Stimulation of activin receptor II signaling pathways inhibits differentiation of multiple gastric epithelial lineages.

Activins are TGFbeta family members known to mediate a variety of developmental events. We examined the effects of activins on the self-renewing epithelial lineages present in gastric units of the adult mouse stomach. These lineages are descended from multipotent stem cells located in the midportion of each unit. The stem cell and its immediate descendants can be identified by their morphological features. Studies of knockout mice lacking activins A or B, and/or activin type II receptors (ActRII) revealed that ActRII-mediated signaling is not required for normal gastric epithelial morphogenesis or homeostasis.
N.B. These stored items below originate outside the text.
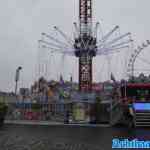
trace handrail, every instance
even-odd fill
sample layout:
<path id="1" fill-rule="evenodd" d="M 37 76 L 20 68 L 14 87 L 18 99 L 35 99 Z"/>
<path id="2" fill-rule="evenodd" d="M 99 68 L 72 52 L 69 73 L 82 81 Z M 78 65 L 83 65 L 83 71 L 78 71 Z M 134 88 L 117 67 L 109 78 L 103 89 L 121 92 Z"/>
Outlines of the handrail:
<path id="1" fill-rule="evenodd" d="M 111 103 L 111 109 L 114 109 L 116 106 L 118 106 L 120 104 L 120 102 L 116 102 L 113 104 L 113 102 Z"/>
<path id="2" fill-rule="evenodd" d="M 121 111 L 121 105 L 119 102 L 116 102 L 111 105 L 111 112 L 110 112 L 110 124 L 114 125 L 119 119 L 121 118 L 120 116 L 122 115 Z M 118 118 L 116 118 L 116 115 L 119 115 Z"/>

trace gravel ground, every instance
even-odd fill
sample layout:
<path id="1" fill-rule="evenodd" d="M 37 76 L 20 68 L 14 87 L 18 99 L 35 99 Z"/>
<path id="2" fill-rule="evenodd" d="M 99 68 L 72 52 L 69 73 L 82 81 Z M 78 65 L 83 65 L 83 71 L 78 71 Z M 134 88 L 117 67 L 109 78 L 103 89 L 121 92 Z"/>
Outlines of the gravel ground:
<path id="1" fill-rule="evenodd" d="M 150 139 L 150 130 L 4 125 L 0 128 L 0 150 L 111 150 L 112 138 Z"/>

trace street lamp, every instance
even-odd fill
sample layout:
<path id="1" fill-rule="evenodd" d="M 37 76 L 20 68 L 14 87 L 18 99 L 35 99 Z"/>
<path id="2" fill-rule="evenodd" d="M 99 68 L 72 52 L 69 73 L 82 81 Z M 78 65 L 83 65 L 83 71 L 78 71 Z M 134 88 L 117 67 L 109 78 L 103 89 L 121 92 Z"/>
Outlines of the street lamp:
<path id="1" fill-rule="evenodd" d="M 22 69 L 21 66 L 19 66 L 17 69 L 16 69 L 16 76 L 15 76 L 15 82 L 16 82 L 16 85 L 15 85 L 15 95 L 17 94 L 17 88 L 18 88 L 18 81 L 19 81 L 19 75 L 20 75 L 20 70 Z"/>

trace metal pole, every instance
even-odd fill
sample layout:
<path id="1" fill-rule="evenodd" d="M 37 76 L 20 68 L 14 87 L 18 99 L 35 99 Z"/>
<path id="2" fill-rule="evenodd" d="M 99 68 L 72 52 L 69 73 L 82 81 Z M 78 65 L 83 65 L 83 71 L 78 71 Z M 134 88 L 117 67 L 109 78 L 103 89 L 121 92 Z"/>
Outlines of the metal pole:
<path id="1" fill-rule="evenodd" d="M 15 95 L 17 94 L 17 87 L 18 87 L 18 81 L 16 81 L 16 85 L 15 85 Z"/>
<path id="2" fill-rule="evenodd" d="M 127 98 L 127 81 L 125 81 L 125 98 Z"/>
<path id="3" fill-rule="evenodd" d="M 17 69 L 16 69 L 16 76 L 15 76 L 15 82 L 16 82 L 16 85 L 15 85 L 15 95 L 17 94 L 17 89 L 18 89 L 18 81 L 19 81 L 19 73 L 20 73 L 20 70 L 22 69 L 21 66 L 19 66 Z"/>

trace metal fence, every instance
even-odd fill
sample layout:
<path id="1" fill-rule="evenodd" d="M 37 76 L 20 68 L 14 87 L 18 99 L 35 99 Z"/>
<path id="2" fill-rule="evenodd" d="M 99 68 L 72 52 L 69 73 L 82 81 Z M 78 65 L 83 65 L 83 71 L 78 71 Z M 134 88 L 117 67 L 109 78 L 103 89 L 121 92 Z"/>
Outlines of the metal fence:
<path id="1" fill-rule="evenodd" d="M 72 104 L 9 103 L 6 120 L 43 120 L 64 122 Z"/>

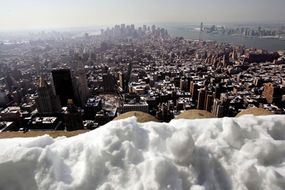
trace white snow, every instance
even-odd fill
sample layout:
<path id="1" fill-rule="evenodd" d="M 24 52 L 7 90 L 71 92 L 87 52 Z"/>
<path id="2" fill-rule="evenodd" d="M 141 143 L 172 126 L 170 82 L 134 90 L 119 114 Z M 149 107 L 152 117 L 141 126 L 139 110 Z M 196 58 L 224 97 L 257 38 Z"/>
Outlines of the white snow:
<path id="1" fill-rule="evenodd" d="M 285 116 L 137 123 L 0 140 L 1 190 L 284 190 Z"/>

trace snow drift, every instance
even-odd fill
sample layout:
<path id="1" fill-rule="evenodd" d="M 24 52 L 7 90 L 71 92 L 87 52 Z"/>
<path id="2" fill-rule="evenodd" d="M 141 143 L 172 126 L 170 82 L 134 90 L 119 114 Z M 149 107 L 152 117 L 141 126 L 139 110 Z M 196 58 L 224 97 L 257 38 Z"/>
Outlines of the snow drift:
<path id="1" fill-rule="evenodd" d="M 1 190 L 285 189 L 285 116 L 113 121 L 0 140 Z"/>

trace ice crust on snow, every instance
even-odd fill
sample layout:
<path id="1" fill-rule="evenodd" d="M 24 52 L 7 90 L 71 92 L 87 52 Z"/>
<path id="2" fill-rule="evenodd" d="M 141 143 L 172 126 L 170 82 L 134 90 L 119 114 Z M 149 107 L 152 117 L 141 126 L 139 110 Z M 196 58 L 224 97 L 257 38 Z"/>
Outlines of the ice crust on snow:
<path id="1" fill-rule="evenodd" d="M 0 140 L 1 190 L 284 190 L 285 116 L 113 121 Z"/>

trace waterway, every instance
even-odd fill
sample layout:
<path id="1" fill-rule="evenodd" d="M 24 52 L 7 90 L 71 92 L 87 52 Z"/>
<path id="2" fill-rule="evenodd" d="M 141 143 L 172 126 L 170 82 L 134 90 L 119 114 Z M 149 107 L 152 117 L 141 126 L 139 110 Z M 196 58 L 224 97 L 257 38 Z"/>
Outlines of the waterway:
<path id="1" fill-rule="evenodd" d="M 199 39 L 199 31 L 195 27 L 166 27 L 169 34 L 175 37 L 184 37 L 185 39 Z M 232 45 L 244 45 L 247 48 L 261 48 L 268 51 L 285 50 L 285 40 L 280 39 L 262 39 L 243 36 L 229 36 L 221 34 L 202 33 L 201 40 L 215 40 L 217 42 L 226 42 Z"/>

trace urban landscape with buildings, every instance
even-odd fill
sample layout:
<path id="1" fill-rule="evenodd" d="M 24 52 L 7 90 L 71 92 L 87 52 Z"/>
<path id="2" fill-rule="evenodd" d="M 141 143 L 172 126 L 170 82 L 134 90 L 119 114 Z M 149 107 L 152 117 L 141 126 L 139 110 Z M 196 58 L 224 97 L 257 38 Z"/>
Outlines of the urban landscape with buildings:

Mice homozygous for a null allele of the alpha-inhibin gene (inha[m1/m1]) develop gonadal sex cord stromal tumors that secrete large amounts of activins A and B. Analysis of inha(m1/m1) mice, with or without gonads, established that supraphysiological levels of activins block differentiation of preparietal to acid-producing parietal cells, differentiation of neck cells to pepsinogen-producing zymogenic cells, and terminal differentiation of mucus-producing pit cells. ActRII mRNA is normally present in pit, parietal, and zymogenic cells. inha(m1/m1)actRII(m1/m1) compound homozygotes develop activin-secreting gonadal tumors but have no abnormalities in their gastric epithelium, indicating that persistent stimulation of ActRII-dependent signaling pathways produces pleiotrophic effects on gastric epithelial differentiation. When a lineage-specific promoter is used to ablate mature parietal cells with an attenuated diphtheria toxin A fragment in transgenic mice, there is increased proliferation of the multipotent gastric stem cell and its committed daughters and subsequent development of gastric neoplasia. Parietal cell loss in inha(m1/m1) mice is not associated with this proliferative response. These different responses to parietal cell loss suggest that stimulation of ActRII-dependent signaling pathways in inha(m1/m1) animals affects the proliferative activity of the stem cell and its immediate descendents. This finding may have therapeutic significance.